All students admitted to the University of Florida have signed a statement of academic honesty committing themselves to be honest in all academic work and understanding that failure to comply with this commitment will result in disciplinary action. This statement is a reminder to uphold your obligation as a UF student and to be honest in all work submitted and exams taken in this course and all others.

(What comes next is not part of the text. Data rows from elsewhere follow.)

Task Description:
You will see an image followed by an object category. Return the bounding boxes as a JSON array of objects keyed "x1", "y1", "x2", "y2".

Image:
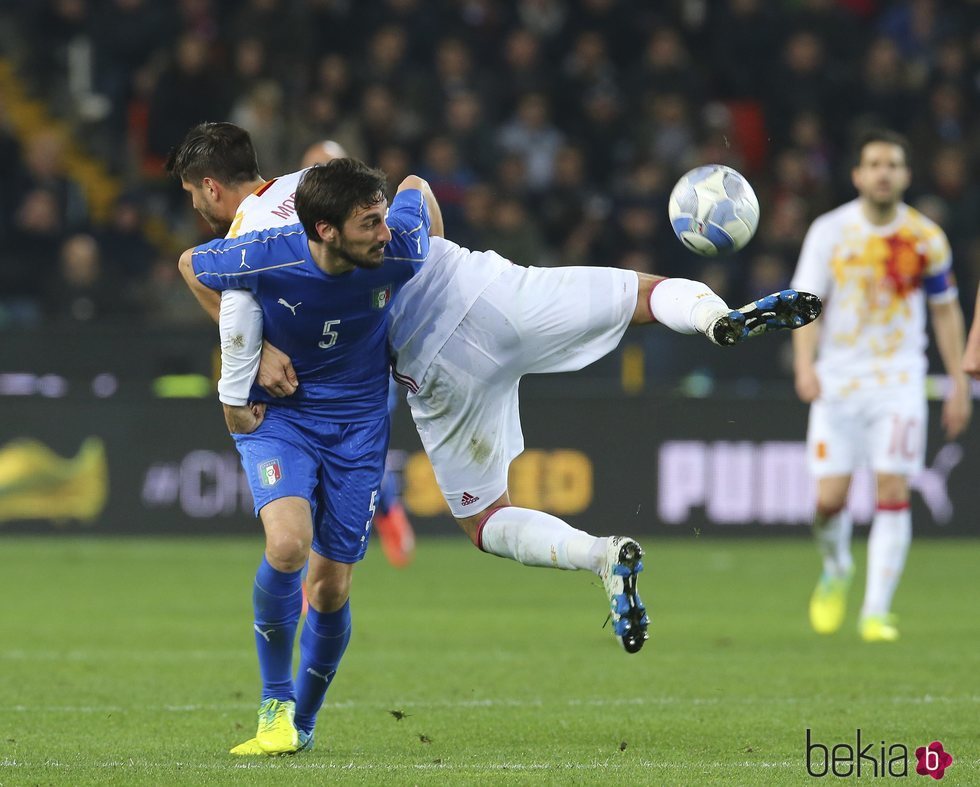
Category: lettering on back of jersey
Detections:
[{"x1": 270, "y1": 193, "x2": 297, "y2": 221}]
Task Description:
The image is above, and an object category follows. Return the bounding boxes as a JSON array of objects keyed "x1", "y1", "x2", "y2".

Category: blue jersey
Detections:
[{"x1": 192, "y1": 189, "x2": 430, "y2": 421}]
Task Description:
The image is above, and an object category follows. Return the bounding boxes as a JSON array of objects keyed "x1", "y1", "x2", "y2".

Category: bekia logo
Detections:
[
  {"x1": 806, "y1": 730, "x2": 953, "y2": 779},
  {"x1": 916, "y1": 742, "x2": 953, "y2": 780}
]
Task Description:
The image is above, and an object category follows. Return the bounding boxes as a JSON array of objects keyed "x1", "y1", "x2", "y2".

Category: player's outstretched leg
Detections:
[
  {"x1": 600, "y1": 537, "x2": 649, "y2": 653},
  {"x1": 707, "y1": 290, "x2": 822, "y2": 346}
]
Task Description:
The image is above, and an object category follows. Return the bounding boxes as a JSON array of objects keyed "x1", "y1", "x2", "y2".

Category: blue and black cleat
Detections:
[{"x1": 708, "y1": 289, "x2": 822, "y2": 346}]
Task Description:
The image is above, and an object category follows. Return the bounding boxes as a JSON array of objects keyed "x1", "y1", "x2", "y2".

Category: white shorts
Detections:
[
  {"x1": 406, "y1": 265, "x2": 638, "y2": 517},
  {"x1": 806, "y1": 384, "x2": 927, "y2": 478}
]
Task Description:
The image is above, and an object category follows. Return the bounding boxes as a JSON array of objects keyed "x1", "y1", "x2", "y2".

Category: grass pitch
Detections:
[{"x1": 1, "y1": 535, "x2": 978, "y2": 785}]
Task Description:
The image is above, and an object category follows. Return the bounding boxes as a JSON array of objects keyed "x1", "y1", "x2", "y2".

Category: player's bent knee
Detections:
[
  {"x1": 306, "y1": 575, "x2": 351, "y2": 613},
  {"x1": 815, "y1": 502, "x2": 846, "y2": 518},
  {"x1": 875, "y1": 473, "x2": 909, "y2": 506},
  {"x1": 454, "y1": 518, "x2": 480, "y2": 547},
  {"x1": 264, "y1": 532, "x2": 310, "y2": 572}
]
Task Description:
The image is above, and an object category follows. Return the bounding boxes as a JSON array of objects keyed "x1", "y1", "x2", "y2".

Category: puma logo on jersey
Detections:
[
  {"x1": 416, "y1": 235, "x2": 422, "y2": 255},
  {"x1": 240, "y1": 249, "x2": 250, "y2": 269},
  {"x1": 253, "y1": 624, "x2": 274, "y2": 642},
  {"x1": 278, "y1": 298, "x2": 301, "y2": 315}
]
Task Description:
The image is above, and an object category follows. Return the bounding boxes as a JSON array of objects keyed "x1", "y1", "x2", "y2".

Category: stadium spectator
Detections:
[
  {"x1": 497, "y1": 92, "x2": 564, "y2": 190},
  {"x1": 145, "y1": 32, "x2": 229, "y2": 164},
  {"x1": 496, "y1": 28, "x2": 554, "y2": 116},
  {"x1": 17, "y1": 130, "x2": 88, "y2": 233},
  {"x1": 791, "y1": 130, "x2": 971, "y2": 644},
  {"x1": 45, "y1": 233, "x2": 128, "y2": 323},
  {"x1": 0, "y1": 187, "x2": 64, "y2": 324},
  {"x1": 95, "y1": 191, "x2": 158, "y2": 284}
]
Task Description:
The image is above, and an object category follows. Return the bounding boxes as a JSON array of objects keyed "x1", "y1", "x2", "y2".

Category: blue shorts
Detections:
[{"x1": 233, "y1": 407, "x2": 390, "y2": 564}]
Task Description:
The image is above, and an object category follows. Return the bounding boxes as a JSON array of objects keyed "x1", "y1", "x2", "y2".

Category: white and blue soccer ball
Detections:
[{"x1": 668, "y1": 165, "x2": 760, "y2": 256}]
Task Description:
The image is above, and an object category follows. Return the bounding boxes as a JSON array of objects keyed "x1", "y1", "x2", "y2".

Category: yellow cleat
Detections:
[
  {"x1": 230, "y1": 730, "x2": 314, "y2": 756},
  {"x1": 860, "y1": 614, "x2": 899, "y2": 643},
  {"x1": 809, "y1": 572, "x2": 851, "y2": 634},
  {"x1": 229, "y1": 737, "x2": 267, "y2": 756},
  {"x1": 255, "y1": 698, "x2": 299, "y2": 754}
]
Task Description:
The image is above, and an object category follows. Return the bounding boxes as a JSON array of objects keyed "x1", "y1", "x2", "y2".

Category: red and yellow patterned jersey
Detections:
[{"x1": 791, "y1": 199, "x2": 956, "y2": 397}]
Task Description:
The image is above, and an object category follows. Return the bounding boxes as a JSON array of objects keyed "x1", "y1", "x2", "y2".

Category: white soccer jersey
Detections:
[
  {"x1": 226, "y1": 169, "x2": 306, "y2": 239},
  {"x1": 387, "y1": 236, "x2": 513, "y2": 390},
  {"x1": 791, "y1": 199, "x2": 956, "y2": 397},
  {"x1": 217, "y1": 168, "x2": 307, "y2": 404}
]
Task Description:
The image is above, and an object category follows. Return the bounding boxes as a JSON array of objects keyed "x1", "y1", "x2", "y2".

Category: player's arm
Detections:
[
  {"x1": 384, "y1": 178, "x2": 434, "y2": 263},
  {"x1": 923, "y1": 230, "x2": 971, "y2": 439},
  {"x1": 962, "y1": 284, "x2": 980, "y2": 379},
  {"x1": 930, "y1": 297, "x2": 971, "y2": 439},
  {"x1": 178, "y1": 248, "x2": 221, "y2": 322},
  {"x1": 397, "y1": 175, "x2": 443, "y2": 237},
  {"x1": 184, "y1": 235, "x2": 298, "y2": 423},
  {"x1": 792, "y1": 322, "x2": 822, "y2": 403},
  {"x1": 789, "y1": 219, "x2": 830, "y2": 403}
]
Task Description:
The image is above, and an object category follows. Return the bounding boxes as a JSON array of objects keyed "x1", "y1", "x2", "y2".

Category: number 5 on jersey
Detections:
[{"x1": 319, "y1": 319, "x2": 341, "y2": 349}]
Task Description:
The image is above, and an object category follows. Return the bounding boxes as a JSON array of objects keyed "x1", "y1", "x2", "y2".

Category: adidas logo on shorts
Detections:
[{"x1": 460, "y1": 492, "x2": 480, "y2": 506}]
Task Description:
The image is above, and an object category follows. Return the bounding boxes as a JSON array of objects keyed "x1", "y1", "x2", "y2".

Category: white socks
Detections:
[
  {"x1": 648, "y1": 278, "x2": 729, "y2": 335},
  {"x1": 479, "y1": 507, "x2": 606, "y2": 572},
  {"x1": 813, "y1": 509, "x2": 854, "y2": 578},
  {"x1": 861, "y1": 505, "x2": 911, "y2": 618}
]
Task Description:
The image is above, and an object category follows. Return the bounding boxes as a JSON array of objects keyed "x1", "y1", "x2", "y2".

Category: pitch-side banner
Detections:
[{"x1": 0, "y1": 395, "x2": 974, "y2": 535}]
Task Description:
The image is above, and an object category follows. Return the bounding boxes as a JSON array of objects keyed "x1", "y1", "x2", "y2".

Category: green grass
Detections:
[{"x1": 1, "y1": 536, "x2": 978, "y2": 785}]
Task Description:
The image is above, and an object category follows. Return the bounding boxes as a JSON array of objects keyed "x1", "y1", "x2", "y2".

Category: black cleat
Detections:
[
  {"x1": 708, "y1": 289, "x2": 822, "y2": 347},
  {"x1": 600, "y1": 537, "x2": 649, "y2": 653}
]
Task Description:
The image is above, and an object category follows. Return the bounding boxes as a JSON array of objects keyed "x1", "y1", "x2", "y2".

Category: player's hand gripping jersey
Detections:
[
  {"x1": 791, "y1": 200, "x2": 956, "y2": 397},
  {"x1": 192, "y1": 187, "x2": 430, "y2": 419}
]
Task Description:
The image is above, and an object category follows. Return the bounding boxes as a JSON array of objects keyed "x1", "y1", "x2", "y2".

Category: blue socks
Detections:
[
  {"x1": 252, "y1": 557, "x2": 303, "y2": 702},
  {"x1": 293, "y1": 600, "x2": 352, "y2": 734}
]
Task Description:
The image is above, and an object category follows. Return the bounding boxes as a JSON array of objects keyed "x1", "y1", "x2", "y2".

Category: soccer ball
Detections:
[{"x1": 668, "y1": 165, "x2": 760, "y2": 256}]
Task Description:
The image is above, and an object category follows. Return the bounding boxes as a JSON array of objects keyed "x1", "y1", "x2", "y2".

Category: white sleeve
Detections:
[
  {"x1": 791, "y1": 215, "x2": 833, "y2": 298},
  {"x1": 217, "y1": 289, "x2": 263, "y2": 406}
]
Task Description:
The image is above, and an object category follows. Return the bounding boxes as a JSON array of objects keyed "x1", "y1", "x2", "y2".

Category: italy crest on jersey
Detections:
[
  {"x1": 371, "y1": 285, "x2": 392, "y2": 309},
  {"x1": 258, "y1": 459, "x2": 282, "y2": 487}
]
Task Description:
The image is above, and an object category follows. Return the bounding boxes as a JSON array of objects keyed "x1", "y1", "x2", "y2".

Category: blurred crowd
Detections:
[{"x1": 1, "y1": 0, "x2": 979, "y2": 330}]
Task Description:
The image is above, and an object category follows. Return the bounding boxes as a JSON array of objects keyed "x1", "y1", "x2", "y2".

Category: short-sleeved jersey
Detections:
[
  {"x1": 227, "y1": 170, "x2": 305, "y2": 238},
  {"x1": 388, "y1": 237, "x2": 513, "y2": 390},
  {"x1": 791, "y1": 199, "x2": 956, "y2": 397},
  {"x1": 193, "y1": 189, "x2": 430, "y2": 420}
]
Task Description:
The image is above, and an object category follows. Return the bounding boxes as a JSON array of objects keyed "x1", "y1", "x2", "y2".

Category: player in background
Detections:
[
  {"x1": 171, "y1": 140, "x2": 433, "y2": 755},
  {"x1": 791, "y1": 129, "x2": 971, "y2": 643},
  {"x1": 221, "y1": 165, "x2": 821, "y2": 659},
  {"x1": 962, "y1": 284, "x2": 980, "y2": 379},
  {"x1": 301, "y1": 138, "x2": 415, "y2": 568}
]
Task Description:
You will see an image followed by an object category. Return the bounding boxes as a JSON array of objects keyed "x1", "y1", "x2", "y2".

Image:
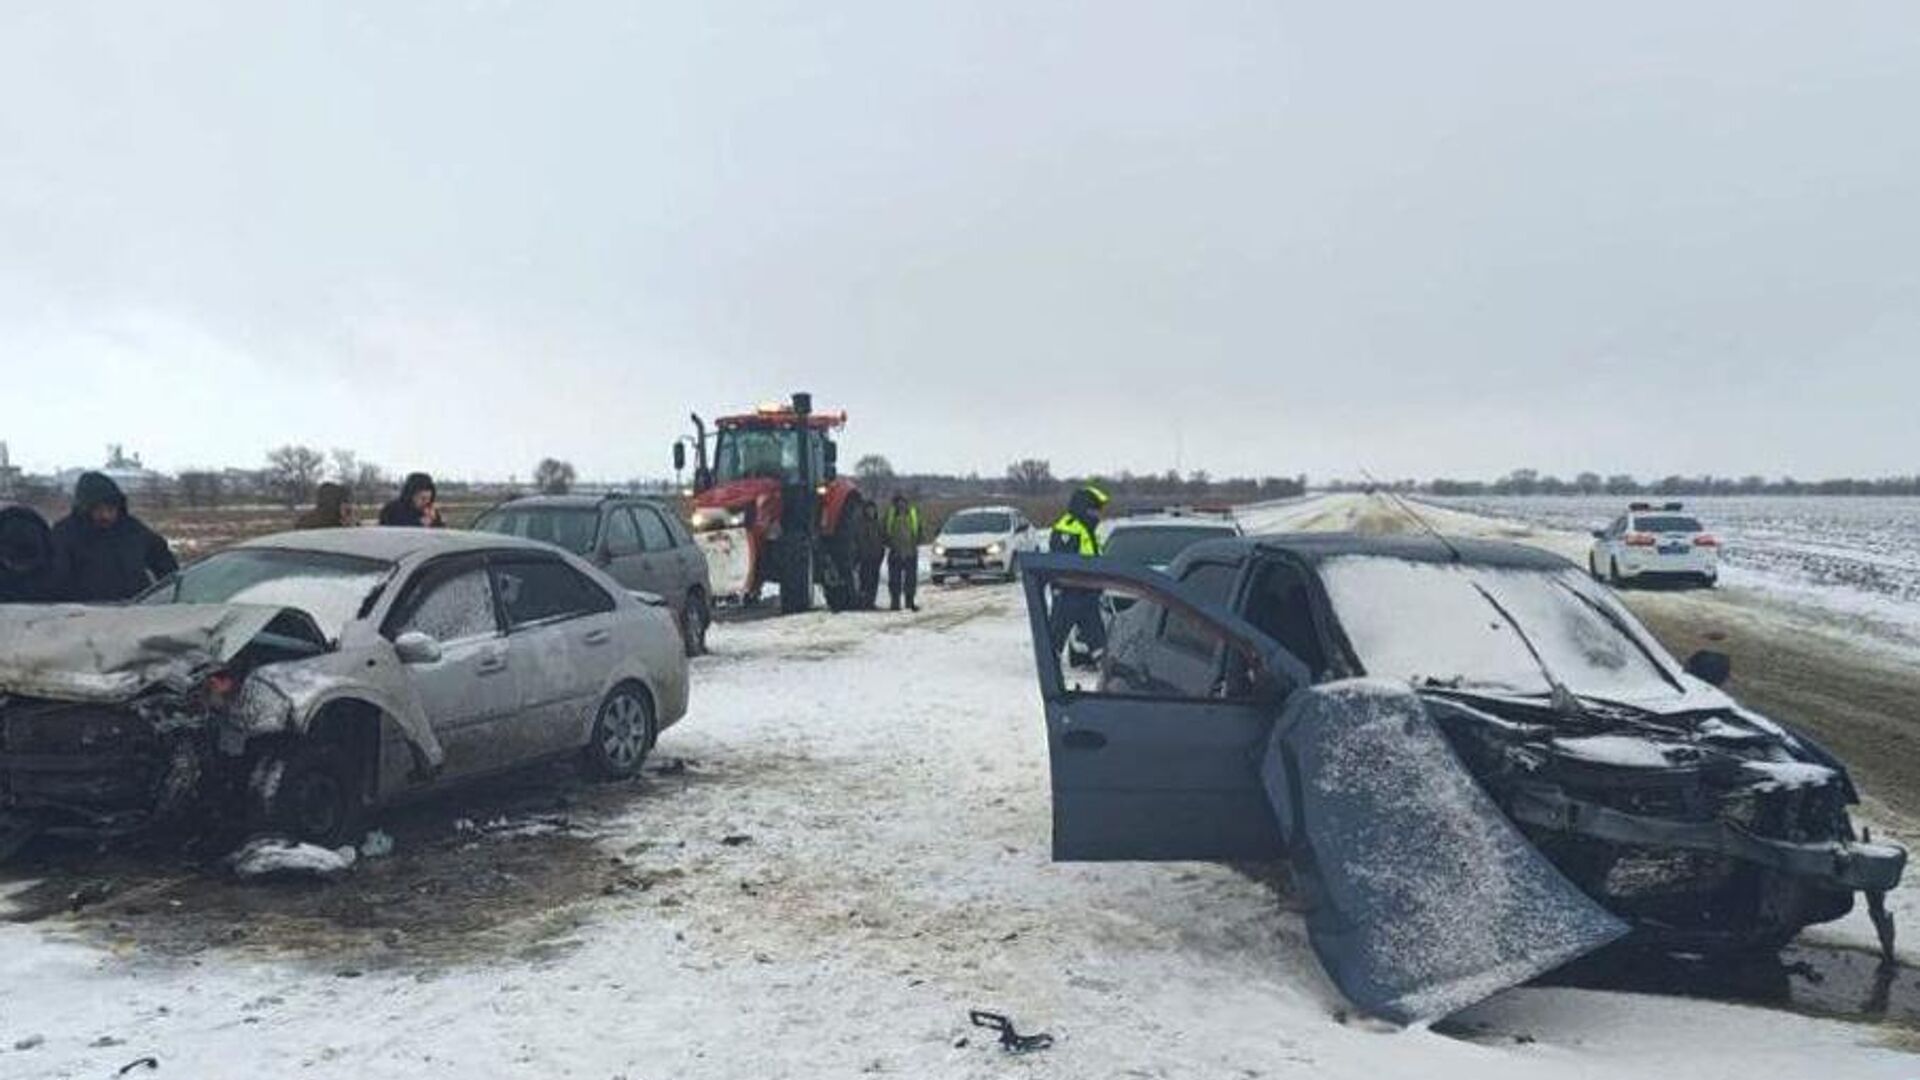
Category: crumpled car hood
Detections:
[{"x1": 0, "y1": 603, "x2": 298, "y2": 702}]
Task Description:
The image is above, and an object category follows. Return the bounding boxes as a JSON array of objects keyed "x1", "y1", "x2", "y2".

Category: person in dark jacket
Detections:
[
  {"x1": 883, "y1": 492, "x2": 923, "y2": 612},
  {"x1": 1047, "y1": 484, "x2": 1110, "y2": 666},
  {"x1": 0, "y1": 503, "x2": 57, "y2": 603},
  {"x1": 378, "y1": 472, "x2": 445, "y2": 528},
  {"x1": 47, "y1": 472, "x2": 179, "y2": 603},
  {"x1": 295, "y1": 482, "x2": 356, "y2": 530},
  {"x1": 852, "y1": 500, "x2": 887, "y2": 610}
]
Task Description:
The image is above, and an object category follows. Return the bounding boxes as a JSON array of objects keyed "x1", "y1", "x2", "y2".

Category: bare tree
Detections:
[
  {"x1": 534, "y1": 458, "x2": 578, "y2": 495},
  {"x1": 854, "y1": 454, "x2": 895, "y2": 482},
  {"x1": 265, "y1": 445, "x2": 327, "y2": 507},
  {"x1": 1005, "y1": 458, "x2": 1055, "y2": 495}
]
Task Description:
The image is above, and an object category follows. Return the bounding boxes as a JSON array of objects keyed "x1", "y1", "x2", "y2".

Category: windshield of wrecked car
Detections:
[
  {"x1": 141, "y1": 549, "x2": 392, "y2": 641},
  {"x1": 472, "y1": 506, "x2": 600, "y2": 554},
  {"x1": 1104, "y1": 525, "x2": 1237, "y2": 567},
  {"x1": 943, "y1": 511, "x2": 1012, "y2": 535},
  {"x1": 1319, "y1": 556, "x2": 1679, "y2": 699}
]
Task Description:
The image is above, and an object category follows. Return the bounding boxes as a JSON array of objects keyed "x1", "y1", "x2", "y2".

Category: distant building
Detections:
[{"x1": 53, "y1": 445, "x2": 168, "y2": 500}]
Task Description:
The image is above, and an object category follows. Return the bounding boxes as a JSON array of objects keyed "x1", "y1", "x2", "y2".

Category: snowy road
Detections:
[{"x1": 2, "y1": 497, "x2": 1917, "y2": 1077}]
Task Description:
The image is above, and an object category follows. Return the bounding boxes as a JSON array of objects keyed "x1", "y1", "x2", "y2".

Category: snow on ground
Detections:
[{"x1": 1, "y1": 513, "x2": 1916, "y2": 1077}]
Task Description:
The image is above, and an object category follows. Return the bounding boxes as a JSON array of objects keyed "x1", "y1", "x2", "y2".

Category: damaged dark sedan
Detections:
[
  {"x1": 1019, "y1": 534, "x2": 1905, "y2": 1024},
  {"x1": 0, "y1": 528, "x2": 690, "y2": 860}
]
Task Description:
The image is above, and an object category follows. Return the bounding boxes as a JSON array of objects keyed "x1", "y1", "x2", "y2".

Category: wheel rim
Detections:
[{"x1": 601, "y1": 692, "x2": 649, "y2": 767}]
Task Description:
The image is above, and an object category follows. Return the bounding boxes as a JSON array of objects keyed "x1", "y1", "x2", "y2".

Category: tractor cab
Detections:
[{"x1": 674, "y1": 393, "x2": 862, "y2": 615}]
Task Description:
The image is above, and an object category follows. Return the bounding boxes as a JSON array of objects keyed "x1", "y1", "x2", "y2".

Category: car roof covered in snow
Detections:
[
  {"x1": 1178, "y1": 531, "x2": 1575, "y2": 572},
  {"x1": 235, "y1": 527, "x2": 557, "y2": 562}
]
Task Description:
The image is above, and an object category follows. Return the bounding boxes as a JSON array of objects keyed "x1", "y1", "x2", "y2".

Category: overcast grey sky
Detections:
[{"x1": 3, "y1": 2, "x2": 1917, "y2": 484}]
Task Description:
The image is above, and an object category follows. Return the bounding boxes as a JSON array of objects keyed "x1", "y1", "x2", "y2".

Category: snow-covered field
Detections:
[
  {"x1": 1429, "y1": 495, "x2": 1920, "y2": 654},
  {"x1": 2, "y1": 497, "x2": 1916, "y2": 1078}
]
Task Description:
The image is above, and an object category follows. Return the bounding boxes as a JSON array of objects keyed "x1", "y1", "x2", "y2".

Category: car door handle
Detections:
[
  {"x1": 1062, "y1": 729, "x2": 1107, "y2": 751},
  {"x1": 477, "y1": 653, "x2": 508, "y2": 675},
  {"x1": 583, "y1": 628, "x2": 612, "y2": 646}
]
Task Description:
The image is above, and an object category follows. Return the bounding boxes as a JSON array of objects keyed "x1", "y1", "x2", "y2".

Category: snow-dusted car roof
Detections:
[
  {"x1": 1186, "y1": 531, "x2": 1574, "y2": 572},
  {"x1": 236, "y1": 527, "x2": 555, "y2": 562}
]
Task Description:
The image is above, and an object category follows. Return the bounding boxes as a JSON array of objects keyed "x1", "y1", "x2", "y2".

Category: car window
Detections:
[
  {"x1": 1160, "y1": 561, "x2": 1240, "y2": 656},
  {"x1": 493, "y1": 558, "x2": 615, "y2": 628},
  {"x1": 1634, "y1": 515, "x2": 1703, "y2": 533},
  {"x1": 1607, "y1": 516, "x2": 1626, "y2": 537},
  {"x1": 605, "y1": 508, "x2": 641, "y2": 557},
  {"x1": 634, "y1": 506, "x2": 674, "y2": 551},
  {"x1": 1086, "y1": 573, "x2": 1259, "y2": 702},
  {"x1": 392, "y1": 562, "x2": 498, "y2": 642},
  {"x1": 1244, "y1": 559, "x2": 1332, "y2": 678},
  {"x1": 472, "y1": 505, "x2": 600, "y2": 555}
]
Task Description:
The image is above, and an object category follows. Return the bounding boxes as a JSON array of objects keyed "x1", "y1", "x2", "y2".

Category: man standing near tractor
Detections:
[
  {"x1": 1047, "y1": 484, "x2": 1110, "y2": 667},
  {"x1": 884, "y1": 492, "x2": 923, "y2": 612}
]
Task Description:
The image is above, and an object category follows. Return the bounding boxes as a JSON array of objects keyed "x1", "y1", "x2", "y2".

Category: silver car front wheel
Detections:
[{"x1": 584, "y1": 684, "x2": 655, "y2": 779}]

Accommodation for Students with Disabilities

Students Requesting classroom accommodation must first register with the Dean of Students Office.  That office will provide the student with documentation that he/she must provide to the course instructor when requesting accommodation.

UF Counseling Services

Resources are available on-campus for students having personal problems or lacking clear career and academic goals.  The resources include:

* University Counseling Center, 301 Peabody Hall, 392-1575, Personal and Career Counseling.
* SHCC mental Health, Student Health Care Center, 392-1171, Personal and Counseling.
* Center for Sexual Assault/Abuse Recovery and Education (CARE), Student Health Care Center, 392-1161, sexual assault counseling.
* Career Resource Center, Reitz Union, 392-1601, career development assistance and counseling.

Software Use

All faculty, staff and student of the University are required and expected to obey the laws and legal agreements governing software use.  Failure to do so can lead to monetary damages and/or criminal penalties for the individual violator.  Because such violations are also against University policies and rules, disciplinary action will be taken as appropriate.  We, the members of the University of Florida community, pledge to uphold ourselves and our peers to the highest standards of honesty and integrity.